The Cliff of Confusion is the stage of learning to code in which a person encounters a significant increase in difficulty and complexity as they transition from guided tutorials to independent projects. They feel incompetent and helpless, as they struggle to accomplish anything on their own. Beginner’s primary challenges are constant debugging and not quite knowing how to ask the right questions as they fight the way towards any kind of momentum. The experience can become frustrating, confusing, and self-doubting, and most people at this stage consider giving up or returning to the tutorials.

The Desert of Despair is the stage of learning to code in which the coder faces a prolonged and isolated struggle as he attempts to navigate a complex and uncertain domain without clear guidance or adequate resources. He often feels lost and directionless, as he pursues various paths that seem promising but lead to dead ends or circular loops.

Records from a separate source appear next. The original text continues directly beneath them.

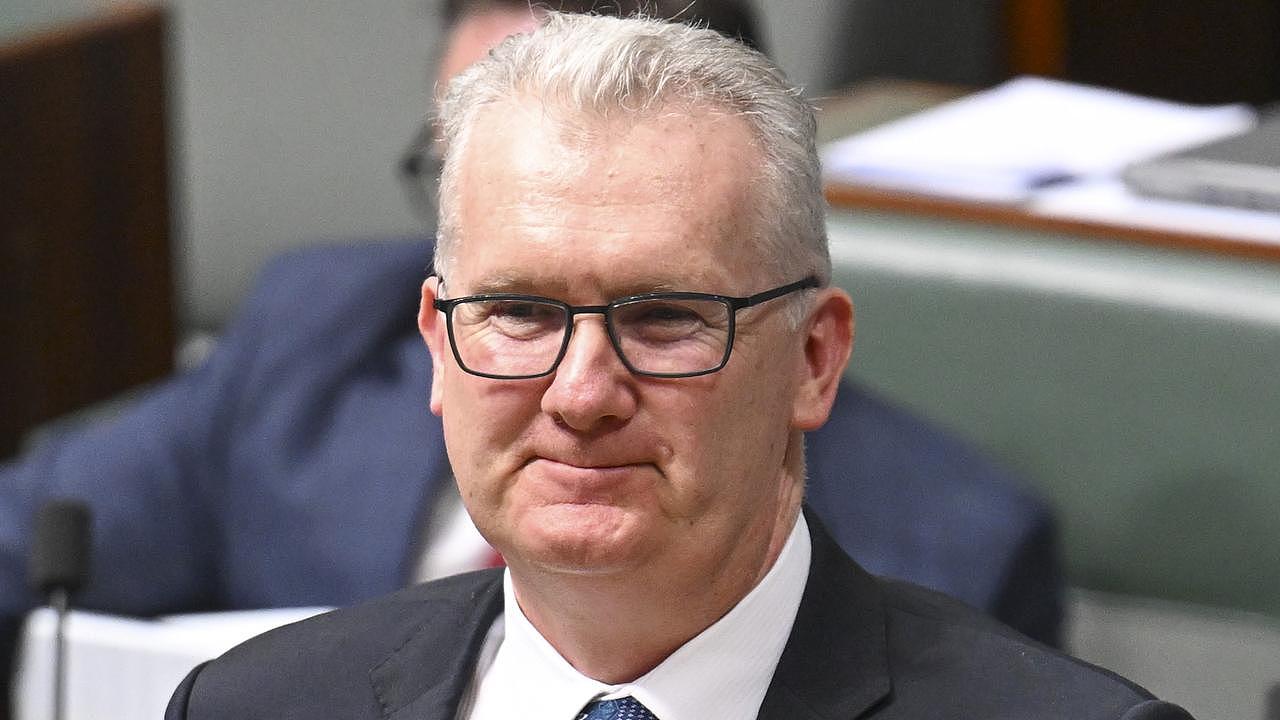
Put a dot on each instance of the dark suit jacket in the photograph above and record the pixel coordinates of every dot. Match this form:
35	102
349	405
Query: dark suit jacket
297	466
860	647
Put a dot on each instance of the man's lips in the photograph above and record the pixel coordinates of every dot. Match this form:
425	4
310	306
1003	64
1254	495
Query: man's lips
581	475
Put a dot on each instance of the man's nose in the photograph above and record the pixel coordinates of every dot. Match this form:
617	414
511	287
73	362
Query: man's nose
592	387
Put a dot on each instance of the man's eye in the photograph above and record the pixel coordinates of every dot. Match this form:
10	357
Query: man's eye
516	310
667	314
521	319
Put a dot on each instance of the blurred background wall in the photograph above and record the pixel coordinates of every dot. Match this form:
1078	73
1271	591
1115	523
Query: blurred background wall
288	117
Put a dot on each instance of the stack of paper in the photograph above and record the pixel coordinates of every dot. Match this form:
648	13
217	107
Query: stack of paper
1002	145
124	668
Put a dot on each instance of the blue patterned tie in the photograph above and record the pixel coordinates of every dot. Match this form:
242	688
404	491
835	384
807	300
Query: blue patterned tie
621	709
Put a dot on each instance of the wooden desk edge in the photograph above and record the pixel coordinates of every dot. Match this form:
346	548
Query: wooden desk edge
856	197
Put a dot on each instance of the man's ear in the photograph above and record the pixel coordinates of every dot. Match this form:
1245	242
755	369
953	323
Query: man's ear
430	323
827	346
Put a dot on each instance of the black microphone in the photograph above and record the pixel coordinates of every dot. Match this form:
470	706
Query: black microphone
59	566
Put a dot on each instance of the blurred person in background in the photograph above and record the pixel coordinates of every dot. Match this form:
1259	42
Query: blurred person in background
298	465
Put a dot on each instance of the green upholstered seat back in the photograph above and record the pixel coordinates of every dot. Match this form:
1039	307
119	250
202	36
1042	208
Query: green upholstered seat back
1138	388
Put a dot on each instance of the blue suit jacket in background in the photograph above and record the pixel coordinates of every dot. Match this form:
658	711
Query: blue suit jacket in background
298	465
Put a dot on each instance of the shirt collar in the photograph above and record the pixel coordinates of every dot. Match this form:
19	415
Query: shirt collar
720	674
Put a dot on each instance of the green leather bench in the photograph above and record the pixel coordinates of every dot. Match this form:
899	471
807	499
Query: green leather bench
1138	388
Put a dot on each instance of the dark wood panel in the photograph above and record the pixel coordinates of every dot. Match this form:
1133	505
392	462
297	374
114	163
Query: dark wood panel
1191	50
860	197
85	259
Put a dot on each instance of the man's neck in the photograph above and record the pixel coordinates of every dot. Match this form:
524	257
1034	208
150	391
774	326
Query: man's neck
615	629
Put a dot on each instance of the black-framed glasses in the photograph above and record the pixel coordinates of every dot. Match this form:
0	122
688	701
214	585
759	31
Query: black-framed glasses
661	335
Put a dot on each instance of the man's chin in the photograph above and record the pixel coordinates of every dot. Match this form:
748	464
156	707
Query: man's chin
583	540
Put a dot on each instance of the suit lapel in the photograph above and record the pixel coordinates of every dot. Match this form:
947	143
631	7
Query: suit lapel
424	679
835	662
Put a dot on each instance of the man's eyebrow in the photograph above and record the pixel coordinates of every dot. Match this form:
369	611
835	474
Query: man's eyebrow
556	287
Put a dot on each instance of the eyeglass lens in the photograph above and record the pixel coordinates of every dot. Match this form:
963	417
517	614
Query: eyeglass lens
654	336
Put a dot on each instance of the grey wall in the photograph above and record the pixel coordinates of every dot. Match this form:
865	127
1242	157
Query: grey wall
288	115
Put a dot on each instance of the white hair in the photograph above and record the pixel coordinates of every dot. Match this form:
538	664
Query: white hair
597	68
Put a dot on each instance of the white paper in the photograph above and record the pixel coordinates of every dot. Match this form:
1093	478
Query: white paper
127	668
1110	201
1008	142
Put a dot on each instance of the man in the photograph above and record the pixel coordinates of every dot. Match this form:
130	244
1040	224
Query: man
297	465
631	329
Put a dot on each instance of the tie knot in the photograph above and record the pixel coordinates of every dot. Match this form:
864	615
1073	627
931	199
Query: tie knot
620	709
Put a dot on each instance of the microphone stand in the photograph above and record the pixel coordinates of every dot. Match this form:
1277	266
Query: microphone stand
60	601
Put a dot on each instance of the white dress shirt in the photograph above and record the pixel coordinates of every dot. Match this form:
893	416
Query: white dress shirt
720	674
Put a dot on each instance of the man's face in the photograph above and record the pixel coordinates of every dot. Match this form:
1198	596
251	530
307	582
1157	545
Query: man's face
593	469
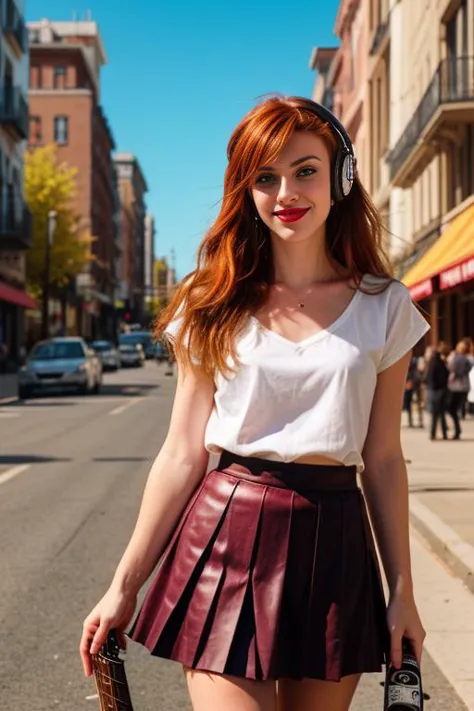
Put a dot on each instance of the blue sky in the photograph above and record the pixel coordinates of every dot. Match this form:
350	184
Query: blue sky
180	76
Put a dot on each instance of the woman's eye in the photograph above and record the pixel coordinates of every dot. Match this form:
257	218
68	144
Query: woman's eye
264	178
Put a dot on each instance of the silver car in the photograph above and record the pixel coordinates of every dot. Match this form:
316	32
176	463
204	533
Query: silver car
108	354
60	363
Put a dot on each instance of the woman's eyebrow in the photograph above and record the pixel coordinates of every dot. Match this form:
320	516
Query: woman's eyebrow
296	162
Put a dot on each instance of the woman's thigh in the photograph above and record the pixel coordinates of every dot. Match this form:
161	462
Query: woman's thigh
216	692
314	695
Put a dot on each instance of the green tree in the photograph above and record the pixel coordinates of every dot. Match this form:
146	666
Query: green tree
52	185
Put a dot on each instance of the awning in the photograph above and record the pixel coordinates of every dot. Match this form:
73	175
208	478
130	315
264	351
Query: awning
15	296
451	256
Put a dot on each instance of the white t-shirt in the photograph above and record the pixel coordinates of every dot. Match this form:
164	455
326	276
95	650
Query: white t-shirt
288	400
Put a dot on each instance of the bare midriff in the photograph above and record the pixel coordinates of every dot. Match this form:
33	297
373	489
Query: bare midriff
318	459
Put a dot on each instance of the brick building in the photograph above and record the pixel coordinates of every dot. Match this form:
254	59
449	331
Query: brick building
15	218
65	64
132	188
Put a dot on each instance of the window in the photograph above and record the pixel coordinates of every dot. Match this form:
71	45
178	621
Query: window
61	129
35	130
59	77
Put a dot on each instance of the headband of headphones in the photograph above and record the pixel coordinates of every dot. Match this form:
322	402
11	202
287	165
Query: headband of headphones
343	170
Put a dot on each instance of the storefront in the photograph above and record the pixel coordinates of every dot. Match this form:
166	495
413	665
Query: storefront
442	281
13	303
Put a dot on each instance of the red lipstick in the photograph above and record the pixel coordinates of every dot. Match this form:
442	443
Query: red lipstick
292	214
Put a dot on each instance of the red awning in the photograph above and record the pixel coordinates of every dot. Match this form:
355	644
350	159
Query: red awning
15	296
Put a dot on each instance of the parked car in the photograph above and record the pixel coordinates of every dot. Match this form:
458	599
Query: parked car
108	354
161	354
60	363
132	354
145	338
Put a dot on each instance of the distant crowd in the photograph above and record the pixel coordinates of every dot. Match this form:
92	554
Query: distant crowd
441	382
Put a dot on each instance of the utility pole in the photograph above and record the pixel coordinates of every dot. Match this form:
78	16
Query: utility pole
47	274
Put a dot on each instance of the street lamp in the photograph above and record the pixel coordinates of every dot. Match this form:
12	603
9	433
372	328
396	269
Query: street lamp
47	273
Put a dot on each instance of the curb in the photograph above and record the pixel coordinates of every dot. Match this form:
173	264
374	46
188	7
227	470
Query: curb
8	400
456	553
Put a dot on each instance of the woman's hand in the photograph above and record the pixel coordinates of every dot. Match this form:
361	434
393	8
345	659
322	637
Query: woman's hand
404	621
115	610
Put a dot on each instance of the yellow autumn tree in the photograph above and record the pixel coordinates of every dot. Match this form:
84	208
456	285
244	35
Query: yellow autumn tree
52	185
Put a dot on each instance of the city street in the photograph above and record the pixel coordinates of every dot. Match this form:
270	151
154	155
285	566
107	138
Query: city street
72	471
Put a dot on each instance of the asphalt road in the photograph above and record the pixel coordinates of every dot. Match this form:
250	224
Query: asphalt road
72	470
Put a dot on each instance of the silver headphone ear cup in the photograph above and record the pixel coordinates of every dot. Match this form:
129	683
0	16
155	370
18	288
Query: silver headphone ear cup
346	176
336	187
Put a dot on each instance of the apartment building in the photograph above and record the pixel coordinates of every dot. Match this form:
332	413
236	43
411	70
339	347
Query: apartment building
149	260
431	158
15	218
132	188
65	75
341	83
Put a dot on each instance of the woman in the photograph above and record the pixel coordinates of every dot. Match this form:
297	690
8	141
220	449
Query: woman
292	346
436	386
459	366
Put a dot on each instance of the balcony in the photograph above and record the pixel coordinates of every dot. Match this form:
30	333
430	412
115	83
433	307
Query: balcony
447	103
16	229
14	111
15	28
380	37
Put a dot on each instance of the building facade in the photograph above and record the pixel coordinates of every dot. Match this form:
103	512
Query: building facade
402	83
342	79
431	159
149	259
132	188
15	218
65	64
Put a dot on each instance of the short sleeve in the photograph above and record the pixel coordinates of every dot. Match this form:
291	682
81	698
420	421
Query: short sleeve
405	326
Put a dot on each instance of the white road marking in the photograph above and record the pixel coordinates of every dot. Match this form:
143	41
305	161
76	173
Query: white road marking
460	549
447	610
122	408
14	471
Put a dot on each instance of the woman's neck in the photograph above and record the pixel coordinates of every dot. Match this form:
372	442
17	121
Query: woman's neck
301	264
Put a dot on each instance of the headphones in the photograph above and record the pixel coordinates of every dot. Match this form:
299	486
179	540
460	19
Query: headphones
344	162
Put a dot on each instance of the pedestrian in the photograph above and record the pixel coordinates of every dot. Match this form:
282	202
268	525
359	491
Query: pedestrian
413	388
292	344
459	366
436	385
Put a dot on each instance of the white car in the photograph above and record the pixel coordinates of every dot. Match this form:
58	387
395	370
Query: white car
60	363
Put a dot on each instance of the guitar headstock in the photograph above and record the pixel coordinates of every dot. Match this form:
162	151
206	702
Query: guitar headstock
110	677
111	649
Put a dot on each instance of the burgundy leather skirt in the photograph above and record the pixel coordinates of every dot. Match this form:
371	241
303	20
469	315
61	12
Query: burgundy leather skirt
271	572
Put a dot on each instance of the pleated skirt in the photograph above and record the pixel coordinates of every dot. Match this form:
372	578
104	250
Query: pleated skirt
271	573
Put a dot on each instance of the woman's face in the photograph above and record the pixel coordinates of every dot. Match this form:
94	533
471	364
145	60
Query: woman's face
293	194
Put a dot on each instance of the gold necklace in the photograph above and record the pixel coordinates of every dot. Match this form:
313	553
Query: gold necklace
299	301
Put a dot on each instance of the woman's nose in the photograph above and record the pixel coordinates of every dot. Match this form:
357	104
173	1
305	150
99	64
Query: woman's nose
287	192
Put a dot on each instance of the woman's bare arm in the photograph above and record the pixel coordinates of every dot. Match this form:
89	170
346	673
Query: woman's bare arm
385	486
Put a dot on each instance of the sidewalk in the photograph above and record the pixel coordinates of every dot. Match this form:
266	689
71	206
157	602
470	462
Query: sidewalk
441	479
8	386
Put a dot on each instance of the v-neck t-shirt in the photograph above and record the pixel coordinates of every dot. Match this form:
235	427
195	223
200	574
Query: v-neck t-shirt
290	399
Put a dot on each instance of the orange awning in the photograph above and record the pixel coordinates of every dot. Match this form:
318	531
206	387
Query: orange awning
15	296
454	250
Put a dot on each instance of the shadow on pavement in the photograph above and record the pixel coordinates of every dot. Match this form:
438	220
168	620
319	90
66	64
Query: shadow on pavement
131	390
30	459
121	459
440	489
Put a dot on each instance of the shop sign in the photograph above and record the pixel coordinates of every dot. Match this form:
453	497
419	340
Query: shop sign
421	290
457	275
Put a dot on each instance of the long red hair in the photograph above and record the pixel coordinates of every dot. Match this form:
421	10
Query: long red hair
234	263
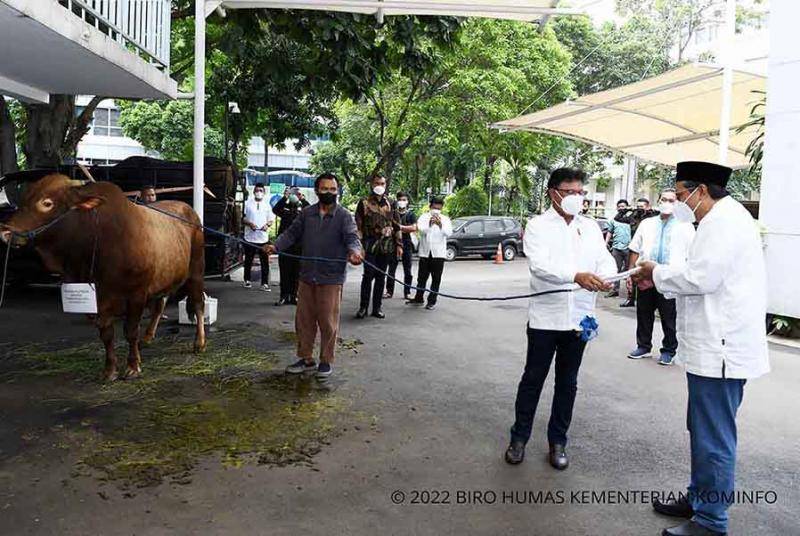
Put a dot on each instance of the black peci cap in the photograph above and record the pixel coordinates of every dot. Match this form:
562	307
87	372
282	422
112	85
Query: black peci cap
703	172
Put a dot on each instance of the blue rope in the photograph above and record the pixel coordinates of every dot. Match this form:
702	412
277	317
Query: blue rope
244	242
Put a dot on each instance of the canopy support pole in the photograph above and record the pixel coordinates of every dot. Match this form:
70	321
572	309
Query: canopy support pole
199	106
727	80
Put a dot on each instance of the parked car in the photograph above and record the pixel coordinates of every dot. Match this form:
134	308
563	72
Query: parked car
479	235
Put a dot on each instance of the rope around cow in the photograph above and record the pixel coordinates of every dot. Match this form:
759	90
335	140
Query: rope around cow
30	235
373	266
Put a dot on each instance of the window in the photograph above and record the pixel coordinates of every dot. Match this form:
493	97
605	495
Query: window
495	226
106	122
475	227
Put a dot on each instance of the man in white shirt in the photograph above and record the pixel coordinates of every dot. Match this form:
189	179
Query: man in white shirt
563	248
434	229
665	240
257	220
721	292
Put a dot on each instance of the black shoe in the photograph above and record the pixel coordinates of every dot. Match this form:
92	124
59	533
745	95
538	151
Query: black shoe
690	528
558	457
674	508
515	452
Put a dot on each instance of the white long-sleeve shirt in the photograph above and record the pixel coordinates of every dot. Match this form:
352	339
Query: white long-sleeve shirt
722	296
556	252
433	239
258	213
670	239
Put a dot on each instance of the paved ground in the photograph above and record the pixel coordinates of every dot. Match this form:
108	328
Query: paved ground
441	386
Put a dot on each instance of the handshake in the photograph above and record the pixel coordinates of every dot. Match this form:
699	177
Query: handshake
594	283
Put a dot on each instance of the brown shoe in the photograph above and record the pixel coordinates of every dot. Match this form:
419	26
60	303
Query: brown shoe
558	457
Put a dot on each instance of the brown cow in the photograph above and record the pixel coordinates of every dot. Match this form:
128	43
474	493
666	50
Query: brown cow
141	256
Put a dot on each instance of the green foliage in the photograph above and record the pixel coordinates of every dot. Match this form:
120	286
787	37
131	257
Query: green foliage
468	201
672	22
166	127
612	56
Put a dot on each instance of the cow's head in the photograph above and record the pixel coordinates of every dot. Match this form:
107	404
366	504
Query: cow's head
44	201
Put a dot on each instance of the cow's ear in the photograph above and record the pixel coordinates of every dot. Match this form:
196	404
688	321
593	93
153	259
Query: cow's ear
90	202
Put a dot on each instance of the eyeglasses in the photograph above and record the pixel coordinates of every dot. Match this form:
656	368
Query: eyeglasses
565	193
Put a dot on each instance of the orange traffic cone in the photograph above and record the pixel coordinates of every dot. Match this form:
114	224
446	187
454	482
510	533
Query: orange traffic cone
498	257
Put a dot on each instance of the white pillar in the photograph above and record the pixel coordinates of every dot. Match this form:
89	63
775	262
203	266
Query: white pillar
630	172
729	32
199	105
780	196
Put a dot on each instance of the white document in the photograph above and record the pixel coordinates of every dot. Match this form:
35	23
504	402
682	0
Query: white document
620	276
79	298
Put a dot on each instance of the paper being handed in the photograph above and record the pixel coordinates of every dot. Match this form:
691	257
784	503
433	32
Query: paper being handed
621	276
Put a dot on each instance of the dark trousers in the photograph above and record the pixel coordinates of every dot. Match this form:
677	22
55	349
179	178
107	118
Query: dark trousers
711	420
290	274
408	276
647	302
568	348
249	254
621	258
433	267
373	281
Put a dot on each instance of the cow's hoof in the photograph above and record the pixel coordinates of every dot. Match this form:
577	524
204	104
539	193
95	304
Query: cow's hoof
110	376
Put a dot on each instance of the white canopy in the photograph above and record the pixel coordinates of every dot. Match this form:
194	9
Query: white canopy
665	119
526	10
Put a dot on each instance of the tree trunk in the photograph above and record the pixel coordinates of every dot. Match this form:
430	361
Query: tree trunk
47	129
8	142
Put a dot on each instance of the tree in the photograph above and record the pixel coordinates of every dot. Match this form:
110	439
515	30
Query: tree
167	127
674	22
468	201
432	128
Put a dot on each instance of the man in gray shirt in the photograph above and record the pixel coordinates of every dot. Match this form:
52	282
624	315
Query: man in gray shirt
323	230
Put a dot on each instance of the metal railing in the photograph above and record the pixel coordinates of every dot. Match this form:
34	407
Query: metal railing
141	26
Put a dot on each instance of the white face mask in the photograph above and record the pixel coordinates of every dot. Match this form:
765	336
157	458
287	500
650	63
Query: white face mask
684	212
572	204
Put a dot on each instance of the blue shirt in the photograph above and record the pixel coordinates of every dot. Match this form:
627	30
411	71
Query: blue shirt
620	234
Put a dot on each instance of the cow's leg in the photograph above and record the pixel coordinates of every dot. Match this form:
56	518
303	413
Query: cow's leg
105	325
132	321
195	286
156	310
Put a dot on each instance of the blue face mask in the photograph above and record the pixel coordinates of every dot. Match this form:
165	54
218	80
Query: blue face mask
589	328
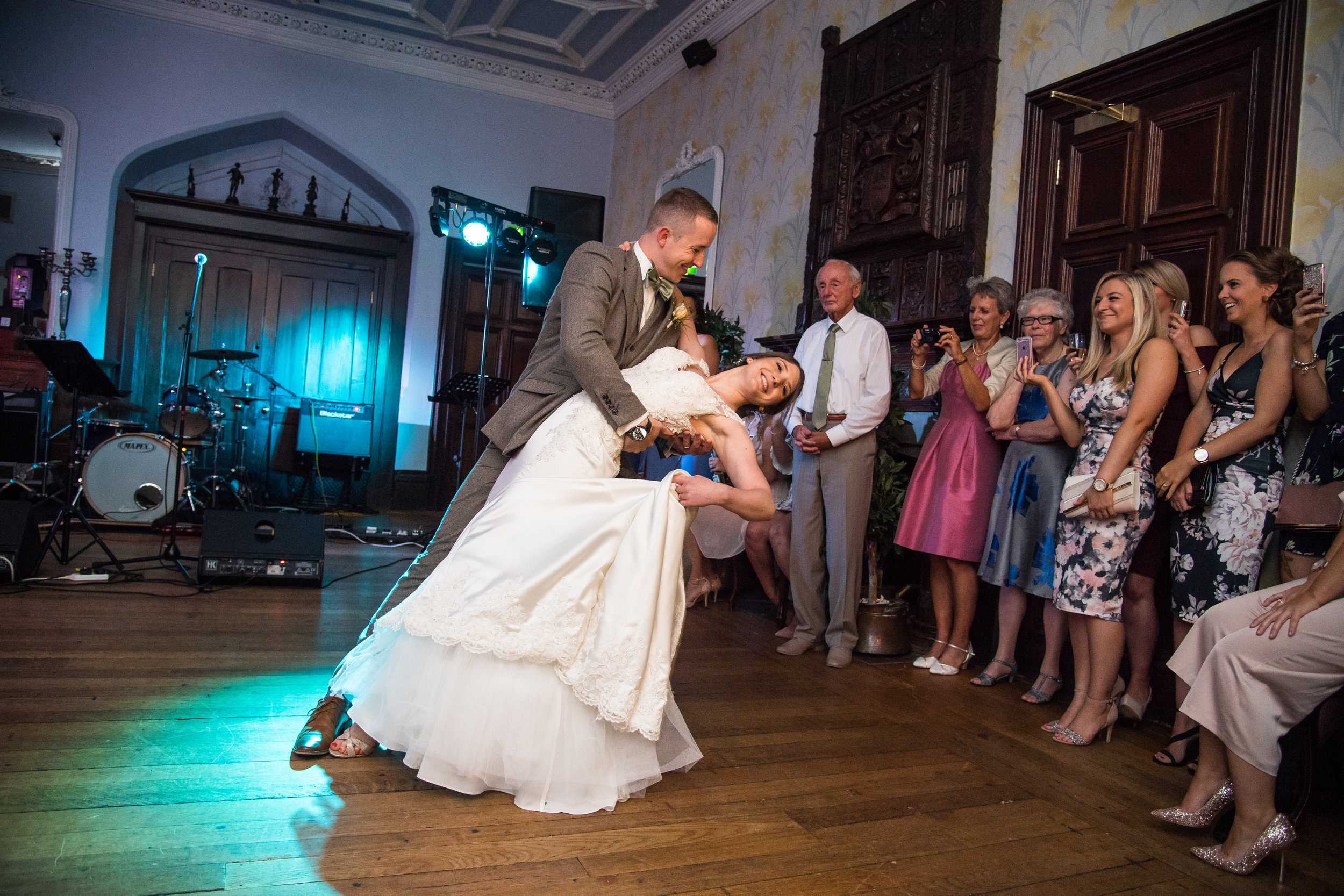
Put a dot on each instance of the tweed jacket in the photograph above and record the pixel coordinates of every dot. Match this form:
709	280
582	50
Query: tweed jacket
589	335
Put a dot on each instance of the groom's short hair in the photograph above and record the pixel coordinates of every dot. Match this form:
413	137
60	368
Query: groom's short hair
678	210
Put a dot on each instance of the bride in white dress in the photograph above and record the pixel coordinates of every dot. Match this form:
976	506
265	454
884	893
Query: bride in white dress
537	657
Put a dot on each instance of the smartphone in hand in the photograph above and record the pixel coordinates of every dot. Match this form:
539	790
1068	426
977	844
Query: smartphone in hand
1023	348
1313	278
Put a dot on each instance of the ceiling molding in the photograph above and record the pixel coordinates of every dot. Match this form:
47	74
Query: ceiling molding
310	31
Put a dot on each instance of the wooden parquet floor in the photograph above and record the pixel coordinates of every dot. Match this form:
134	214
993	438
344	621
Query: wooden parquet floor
146	750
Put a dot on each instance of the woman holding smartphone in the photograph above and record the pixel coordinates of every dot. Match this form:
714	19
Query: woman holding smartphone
1195	346
1319	389
1109	417
1020	543
952	488
1237	428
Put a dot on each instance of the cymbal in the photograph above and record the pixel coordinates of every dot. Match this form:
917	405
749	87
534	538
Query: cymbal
224	355
113	405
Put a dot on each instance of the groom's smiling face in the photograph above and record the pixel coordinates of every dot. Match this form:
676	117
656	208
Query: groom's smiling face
683	248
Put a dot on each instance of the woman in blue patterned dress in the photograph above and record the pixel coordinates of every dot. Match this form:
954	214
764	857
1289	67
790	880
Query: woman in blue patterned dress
1319	389
1020	544
1123	388
1238	428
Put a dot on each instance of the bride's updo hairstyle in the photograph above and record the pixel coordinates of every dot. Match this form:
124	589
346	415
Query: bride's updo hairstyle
788	399
1275	265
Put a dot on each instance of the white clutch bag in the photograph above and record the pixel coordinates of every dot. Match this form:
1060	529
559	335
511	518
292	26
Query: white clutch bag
1124	492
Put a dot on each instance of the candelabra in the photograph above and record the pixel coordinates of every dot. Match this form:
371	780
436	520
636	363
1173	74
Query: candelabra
68	269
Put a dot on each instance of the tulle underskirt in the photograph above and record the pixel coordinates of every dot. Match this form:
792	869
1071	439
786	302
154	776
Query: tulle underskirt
472	722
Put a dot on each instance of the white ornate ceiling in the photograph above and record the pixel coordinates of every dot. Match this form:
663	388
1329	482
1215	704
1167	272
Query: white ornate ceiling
600	57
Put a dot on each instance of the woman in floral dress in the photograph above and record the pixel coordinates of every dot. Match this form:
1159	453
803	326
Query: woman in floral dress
1237	428
1121	390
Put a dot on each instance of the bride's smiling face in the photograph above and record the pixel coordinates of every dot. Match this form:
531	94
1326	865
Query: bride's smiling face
770	381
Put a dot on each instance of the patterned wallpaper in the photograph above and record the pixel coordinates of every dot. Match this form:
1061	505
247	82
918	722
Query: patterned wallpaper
760	101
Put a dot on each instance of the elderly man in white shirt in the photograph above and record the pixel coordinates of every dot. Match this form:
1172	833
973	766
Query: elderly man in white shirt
848	358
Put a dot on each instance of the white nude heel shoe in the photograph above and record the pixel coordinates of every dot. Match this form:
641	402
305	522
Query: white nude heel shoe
944	669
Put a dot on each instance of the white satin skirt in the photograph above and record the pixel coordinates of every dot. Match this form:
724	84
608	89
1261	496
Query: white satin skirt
472	722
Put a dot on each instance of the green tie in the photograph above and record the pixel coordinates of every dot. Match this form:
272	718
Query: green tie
828	362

The Upswing of Awesome is the stage of learning to code in which the desert of despair is finally left behind and a coherent understanding of how to build applications is developed. However, the code is still fragile and isolated like a house of cards, and it may collapse under any change or pressure. Confidence is gained because the sites appear to run, a few useful patterns are mastered, and the interfaces are cool. But looking under the hood is terrifying and getting to the final result code, which is code that is reliable, secure, scalable, and maintainable, is still unknown.

 

  • Conclusion

Learning to code is hard, but not impossible. It requires patience, perseverance, and practice. By understanding the four stages of learning to code, the challenges and opportunities ahead can be prepared for. Some effective strategies can also be used to survive each stage, such as finding a mentor, joining a community, setting realistic goals, practicing deliberately, and celebrating achievements. Learning to code is a lifelong journey, and the process should be enjoyed as much as the outcome. Coding is not only a valuable and rewarding skill, but also a fun and creative way to express oneself and solve problems.

 

REFERENCES:

 

Oram, A., Wilson, G. 2010. Making Software: What Really Works, and Why We Believe It. O’Reilly Media.

Malnke, H. 2020. Why Learn to Code? The Surprisingly Broad Benefits of Coding. Rasmussen university. Why Learn to Code? The Surprisingly Broad Benefits of Coding (rasmussen.edu)

Hudgens, J. 2017. Skill Up: A Software Developer’s Guide to Life and Career: 65 steps to becoming a better developer. Packt Publishing.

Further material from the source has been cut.